「MOOCs」ってなに?教育の現場を革新させる新たなプラットフォームの意義と課題

近年、デジタル化が進む教育分野で、一つの大きなトレンドとして台頭してきたのが「MOOCs(Massive Open Online Courses)」です。
これは、オンライン上で広範囲にわたる学習コンテンツを提供する教育形態で、誰でもどこからでもアクセス可能な教育の新たな形として注目されています。
本記事では、このMOOCsについて、その特徴や効果、そして世界中の事例をご紹介していきます!

 

1. MOOCsとは?

MOOCsは、その名の通り、大規模でオープンなオンラインコースを提供する教育形態を指します。
これは、従来の教育機関が開設するクラスルームをデジタル空間に拡大し、数千人単位での学習者参加が可能となる教育形態です。
ここで「Massive」とは大規模、つまり多数の学習者が参加可能であることを示し、「Open」とは無制限に開放されている、すなわちどんな人でも参加できるという意味を持っています。

主なMOOCsのプラットフォーム

MOOCsのプラットフォームは世界中に存在しますが、その中でも特に有名なものは、アメリカのStanford大学が開設した「Coursera」や、ハーバード大学とマサチューセッツ工科大学(MIT)が共同で設立した「edX」などが挙げられます。
これらのプラットフォームでは、世界トップクラスの教授陣による講義が、どこからでも自由に受けられるという画期的な環境が提供されています。

 

2. MOOCsの2つの特徴

MOOCsの最大の特徴は、その規模の大きさとアクセシビリティの高さです。
これらのプラットフォームは世界中から自由に参加可能で、特定の時間や場所に縛られずに学習を進められます。
また、いくつかのコースでは一部有料の内容も含まれていますが、基本的には無料で開放されています。

コースの豊富さと参加者の多さ

多様なコースが提供されているというのも、MOOCsの大きな特徴の一つです。
一部のプラットフォームでは数千以上のコースが提供されており、専門性の高いテーマから一般的なテーマまで幅広くカバーしています。
その中には、Stanford大学のAndrew Ng教授による「Machine Learning」コースのように、世界中から数十万人もの学習者が参加している人気コースもあります。

教育の民主化への貢献

MOOCsのプラットフォームは、教育の民主化へ大きく貢献しています。
それは、誰もがどこからでも一流の教育を受けられる機会を提供しているからです。
地理的な制約、時間的な制約、経済的な制約から解放された学習環境は、教育の機会均等を大いに進展させています。

 

3. 無視できない2つの問題点

MOOCsの普及と成長には無数の利点がありますが、その一方で、いくつかの課題も抱えています。
大規模な参加者数に対する個々の学習者へのフィードバックの難しさや、学習者のモチベーション維持の困難さがその主な問題点として挙げられます。

個々人の「理解度把握」の困難さ

MOOCsでは、参加者の規模が大きいため、個々の学習者への適切なフィードバックを提供することが難しくなっています。
これは教育者の視点からみると、一人ひとりの学習進度や理解度に合わせたサポートを提供することが困難であるという課題を示しています。

学習者のモチベーションの維持

また、学習者自身の視点からは、自己管理とモチベーション維持が大きな課題となります。
MOOCsの完了率の低さは広く知られた問題です。
自主性が求められる学習形式がモチベーション管理を困難にしているのです。
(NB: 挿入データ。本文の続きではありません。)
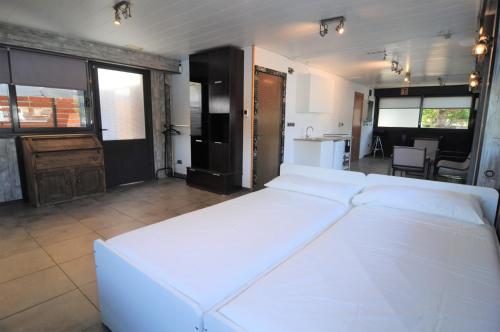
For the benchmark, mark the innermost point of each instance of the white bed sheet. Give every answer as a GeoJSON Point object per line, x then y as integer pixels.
{"type": "Point", "coordinates": [377, 269]}
{"type": "Point", "coordinates": [209, 254]}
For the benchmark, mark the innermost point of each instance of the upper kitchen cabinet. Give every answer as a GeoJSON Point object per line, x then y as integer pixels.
{"type": "Point", "coordinates": [314, 94]}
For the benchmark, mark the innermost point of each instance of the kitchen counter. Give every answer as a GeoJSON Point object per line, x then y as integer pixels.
{"type": "Point", "coordinates": [323, 139]}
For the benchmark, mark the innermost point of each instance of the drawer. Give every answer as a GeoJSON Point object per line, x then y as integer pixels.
{"type": "Point", "coordinates": [50, 160]}
{"type": "Point", "coordinates": [217, 182]}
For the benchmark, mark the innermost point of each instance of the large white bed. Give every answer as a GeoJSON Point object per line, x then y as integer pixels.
{"type": "Point", "coordinates": [380, 269]}
{"type": "Point", "coordinates": [164, 277]}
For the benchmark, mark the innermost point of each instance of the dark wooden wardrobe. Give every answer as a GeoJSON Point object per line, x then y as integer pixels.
{"type": "Point", "coordinates": [217, 129]}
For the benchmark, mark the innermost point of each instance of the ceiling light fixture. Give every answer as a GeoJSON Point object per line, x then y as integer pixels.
{"type": "Point", "coordinates": [474, 80]}
{"type": "Point", "coordinates": [407, 78]}
{"type": "Point", "coordinates": [122, 10]}
{"type": "Point", "coordinates": [481, 46]}
{"type": "Point", "coordinates": [323, 25]}
{"type": "Point", "coordinates": [395, 67]}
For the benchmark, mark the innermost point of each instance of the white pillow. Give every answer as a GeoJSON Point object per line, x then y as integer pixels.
{"type": "Point", "coordinates": [454, 205]}
{"type": "Point", "coordinates": [337, 191]}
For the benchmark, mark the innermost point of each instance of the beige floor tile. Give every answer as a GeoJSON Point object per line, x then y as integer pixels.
{"type": "Point", "coordinates": [80, 270]}
{"type": "Point", "coordinates": [30, 290]}
{"type": "Point", "coordinates": [73, 248]}
{"type": "Point", "coordinates": [190, 208]}
{"type": "Point", "coordinates": [110, 232]}
{"type": "Point", "coordinates": [90, 291]}
{"type": "Point", "coordinates": [24, 263]}
{"type": "Point", "coordinates": [107, 218]}
{"type": "Point", "coordinates": [40, 223]}
{"type": "Point", "coordinates": [52, 235]}
{"type": "Point", "coordinates": [15, 241]}
{"type": "Point", "coordinates": [68, 312]}
{"type": "Point", "coordinates": [158, 213]}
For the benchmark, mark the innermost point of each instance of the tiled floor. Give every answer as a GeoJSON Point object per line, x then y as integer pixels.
{"type": "Point", "coordinates": [370, 165]}
{"type": "Point", "coordinates": [47, 273]}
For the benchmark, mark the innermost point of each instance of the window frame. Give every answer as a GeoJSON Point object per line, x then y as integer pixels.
{"type": "Point", "coordinates": [12, 120]}
{"type": "Point", "coordinates": [422, 97]}
{"type": "Point", "coordinates": [17, 129]}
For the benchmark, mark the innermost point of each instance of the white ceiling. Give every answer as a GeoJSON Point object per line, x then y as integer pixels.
{"type": "Point", "coordinates": [408, 29]}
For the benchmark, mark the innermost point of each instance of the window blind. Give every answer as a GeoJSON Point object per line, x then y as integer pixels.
{"type": "Point", "coordinates": [45, 70]}
{"type": "Point", "coordinates": [399, 102]}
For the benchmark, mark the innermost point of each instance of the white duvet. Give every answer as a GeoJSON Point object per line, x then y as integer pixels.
{"type": "Point", "coordinates": [377, 269]}
{"type": "Point", "coordinates": [209, 254]}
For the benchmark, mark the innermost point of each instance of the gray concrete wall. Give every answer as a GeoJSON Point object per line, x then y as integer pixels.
{"type": "Point", "coordinates": [15, 35]}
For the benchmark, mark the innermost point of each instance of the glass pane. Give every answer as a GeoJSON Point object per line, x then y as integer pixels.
{"type": "Point", "coordinates": [37, 106]}
{"type": "Point", "coordinates": [5, 120]}
{"type": "Point", "coordinates": [447, 102]}
{"type": "Point", "coordinates": [395, 117]}
{"type": "Point", "coordinates": [122, 105]}
{"type": "Point", "coordinates": [450, 118]}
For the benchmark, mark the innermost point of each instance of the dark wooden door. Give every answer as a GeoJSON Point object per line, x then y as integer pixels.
{"type": "Point", "coordinates": [124, 123]}
{"type": "Point", "coordinates": [269, 125]}
{"type": "Point", "coordinates": [357, 113]}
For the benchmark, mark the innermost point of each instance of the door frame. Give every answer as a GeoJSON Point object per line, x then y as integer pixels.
{"type": "Point", "coordinates": [148, 107]}
{"type": "Point", "coordinates": [255, 148]}
{"type": "Point", "coordinates": [356, 93]}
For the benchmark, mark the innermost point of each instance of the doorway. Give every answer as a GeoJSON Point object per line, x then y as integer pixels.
{"type": "Point", "coordinates": [123, 114]}
{"type": "Point", "coordinates": [357, 113]}
{"type": "Point", "coordinates": [269, 125]}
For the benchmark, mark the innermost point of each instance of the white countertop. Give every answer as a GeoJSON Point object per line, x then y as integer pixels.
{"type": "Point", "coordinates": [324, 138]}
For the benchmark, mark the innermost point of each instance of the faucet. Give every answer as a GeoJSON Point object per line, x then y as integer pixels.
{"type": "Point", "coordinates": [307, 130]}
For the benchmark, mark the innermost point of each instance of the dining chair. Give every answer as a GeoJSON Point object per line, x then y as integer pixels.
{"type": "Point", "coordinates": [452, 169]}
{"type": "Point", "coordinates": [409, 159]}
{"type": "Point", "coordinates": [431, 146]}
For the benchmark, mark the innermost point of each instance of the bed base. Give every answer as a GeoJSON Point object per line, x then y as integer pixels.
{"type": "Point", "coordinates": [130, 300]}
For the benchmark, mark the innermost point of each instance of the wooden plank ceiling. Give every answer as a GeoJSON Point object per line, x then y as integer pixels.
{"type": "Point", "coordinates": [431, 38]}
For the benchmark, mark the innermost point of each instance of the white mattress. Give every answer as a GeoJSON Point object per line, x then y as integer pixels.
{"type": "Point", "coordinates": [209, 254]}
{"type": "Point", "coordinates": [377, 269]}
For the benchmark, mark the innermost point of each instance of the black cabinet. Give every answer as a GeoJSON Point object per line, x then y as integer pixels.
{"type": "Point", "coordinates": [199, 152]}
{"type": "Point", "coordinates": [217, 133]}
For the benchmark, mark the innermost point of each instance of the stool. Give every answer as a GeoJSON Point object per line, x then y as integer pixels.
{"type": "Point", "coordinates": [377, 146]}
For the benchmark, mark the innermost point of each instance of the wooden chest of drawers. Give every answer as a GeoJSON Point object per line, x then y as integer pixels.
{"type": "Point", "coordinates": [62, 167]}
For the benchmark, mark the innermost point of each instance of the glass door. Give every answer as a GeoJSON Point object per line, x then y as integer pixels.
{"type": "Point", "coordinates": [124, 123]}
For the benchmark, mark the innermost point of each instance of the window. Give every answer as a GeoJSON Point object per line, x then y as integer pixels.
{"type": "Point", "coordinates": [40, 107]}
{"type": "Point", "coordinates": [5, 120]}
{"type": "Point", "coordinates": [436, 112]}
{"type": "Point", "coordinates": [399, 112]}
{"type": "Point", "coordinates": [446, 112]}
{"type": "Point", "coordinates": [452, 118]}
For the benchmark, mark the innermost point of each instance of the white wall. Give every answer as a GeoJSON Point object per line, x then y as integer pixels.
{"type": "Point", "coordinates": [323, 123]}
{"type": "Point", "coordinates": [179, 100]}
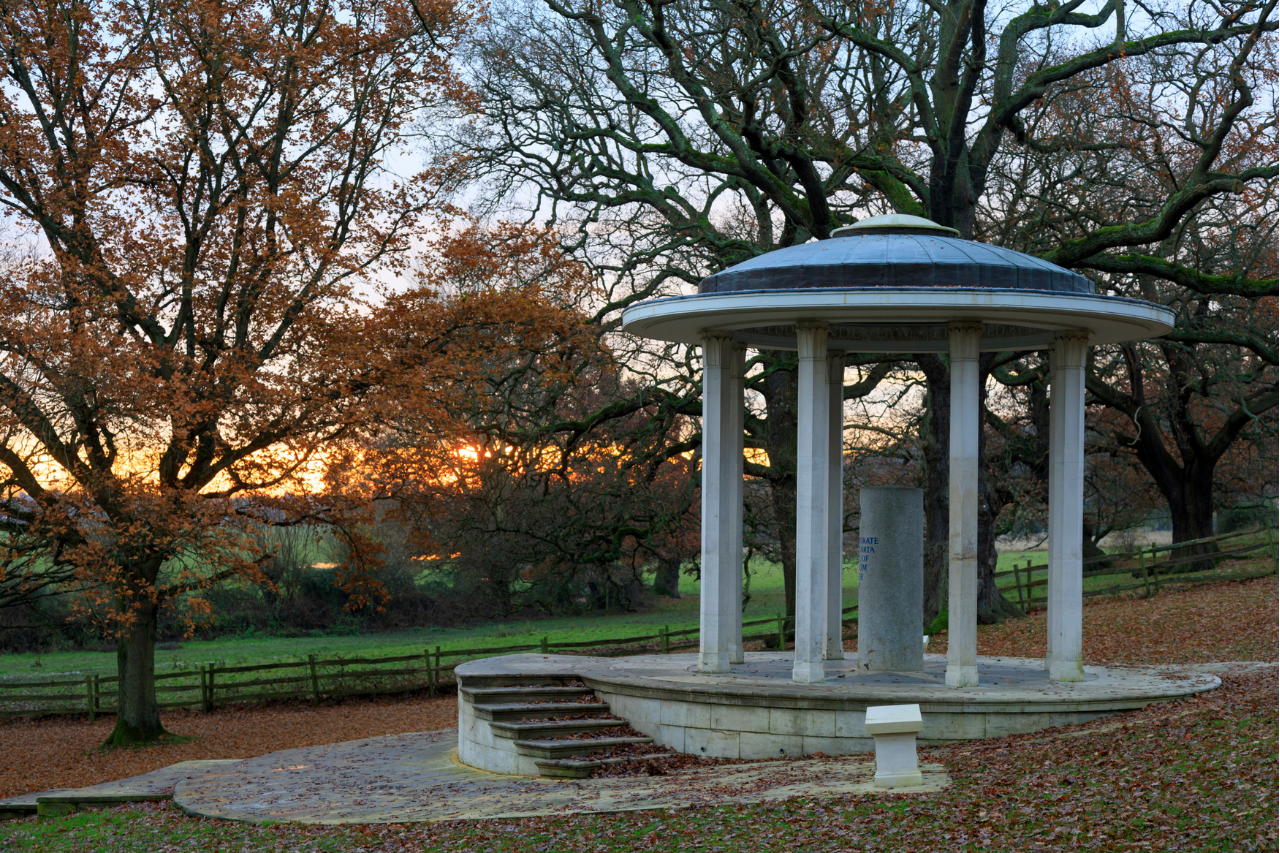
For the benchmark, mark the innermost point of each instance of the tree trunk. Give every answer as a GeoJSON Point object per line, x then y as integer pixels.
{"type": "Point", "coordinates": [936, 442]}
{"type": "Point", "coordinates": [138, 717]}
{"type": "Point", "coordinates": [992, 605]}
{"type": "Point", "coordinates": [666, 580]}
{"type": "Point", "coordinates": [1193, 516]}
{"type": "Point", "coordinates": [780, 400]}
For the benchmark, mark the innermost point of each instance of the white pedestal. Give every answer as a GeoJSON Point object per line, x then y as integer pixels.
{"type": "Point", "coordinates": [894, 728]}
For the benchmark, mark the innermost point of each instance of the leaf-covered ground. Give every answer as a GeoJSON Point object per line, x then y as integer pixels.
{"type": "Point", "coordinates": [1192, 775]}
{"type": "Point", "coordinates": [1226, 621]}
{"type": "Point", "coordinates": [62, 752]}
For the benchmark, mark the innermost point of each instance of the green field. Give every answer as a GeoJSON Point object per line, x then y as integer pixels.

例えば、Harvard UniversityとMITが共同で行った研究では、2012年から2014年までの2年間で開講されたMOOCsの完了率は平均5.5%であったと報告されています。
このような事例は、自主性と自己管理が求められるMOOCsの特性上、学習を途中でやめてしまう学習者が多いという問題を示しています。

 

4. MOOCsの活用とその影響

MOOCsの普及により、我々は世界中からの豊富な学習リソースにアクセスできるようになりました。その活用方法とその影響は、個々の学習者から教育機関、さらには企業にまで及んでいます。

「自己学習」の習慣を身につけるコース

MOOCsを最大限に活用するためには、自己学習の習慣を身につけることが重要です。
学習者自身が主体的に学習を進めていくため、目標設定、計画立て、そして自己評価のスキルが求められます。
例えば、「Learning How to Learn」というコースは、このような自己学習のスキルを養うことを目的としています。
また、MOOCsの多くは、学習者同士で情報を共有し、ディスカッションを行うコミュニティを設けています。積極的に参加することで、学習体験をより深化させることができるのです。

企業の人材育成プログラム

MOOCsの登場は、教育分野に大きな影響を及ぼしています。
既存の教育機関だけでなく、企業もMOOCsを活用した人材育成やスキルアップのプログラムを導入しています。
例えば、Googleは「Google Career Certificates」というプログラムを通じて、MOOCsを利用した職業訓練を提供しています。
一部の企業では、MOOCsで取得した証明書を正式な資格として認める動きも見られます。このように、MOOCsは教育の形を大きく変えつつあるのです。

 

まとめ

MOOCsは、教育の領域に革新をもたらす大きな可能性を持つ新たな教育形態です。
その規模、アクセシビリティの高さ、教育の民主化という利点を持つ一方で、学習者への個々の対応やモチベーション維持などの課題も抱えています。
しかし、これからの進化と普及によって、これらの問題も解決され、さらに多くの人々が一流の教育を享受できる社会が実現することでしょう。
MOOCsはまさに、未来の教育を担う重要なキーワードです。